An exhaustive site analysis process identified critical environmental issues to be addressed while planning and constructing the Nantucket Golf Club in Massachusetts. The design process generated a final golf layout and construction plan that avoided and/or minimized environmental impacts on plant and animal species. Rare plant species and grassland communities were actually enhanced, improving overall animal habitat. Creation of the Nantucket Golf Club became a model for subsequent projects attempting to blend world - class golf facilities with unique natural environments. Golf and the environment can co-exist, without compromising the integrity of either land use.

The starting point was consultation with numerous environmental experts, interaction with local environmental and special interest groups, the involvement of a variety of governmental agencies with jurisdictional authority over the property and input from the general island community.

The final plan achieved the desire of a world-class golf experience, while also accomplishing the following environmental objectives:

By implementing a thoughtfully designed program, increased the total acreage of rare, “Sandplain Grassland” and “Coastal Heathland” vegetative communities

No net loss of wetlands

A “Secondary Rough” component, comprised primarily of native grasses, was created to buffer the routinely maintained and “in-play” areas of the golf course, from the undisturbed, adjacent grasslands and wetlands.

An on-site, “rare plant nursery” was developed to accommodate transplanting of “State – Listed” rare plant species during construction, as well as to promote future propagation of rare plant seeds.

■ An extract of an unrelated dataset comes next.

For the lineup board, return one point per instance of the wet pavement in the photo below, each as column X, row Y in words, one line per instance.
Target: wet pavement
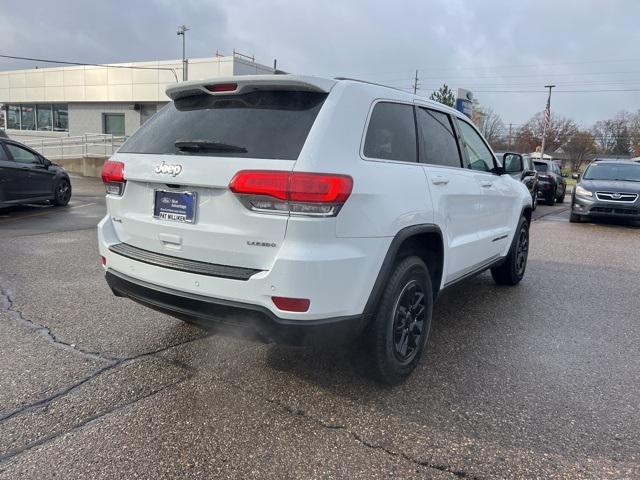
column 541, row 380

An Integrated Golf Course Management Plan was developed to reduce reliance on chemical methods of disease and weed control, as well as to establish appropriate thresholds dictating future use of herbicides and pesticides on the golf course.

Groundwater monitoring wells were established throughout the project site.

The golf course architect and golf course builder worked together to achieve the desired design intent and meet the environmental objectives for the project. During construction of the project, the golf course builder was diligent in maintaining delineation and protection of the sensitive environmental areas. Over 80 acres of the site were protected by fencing and remained in a completely undisturbed condition.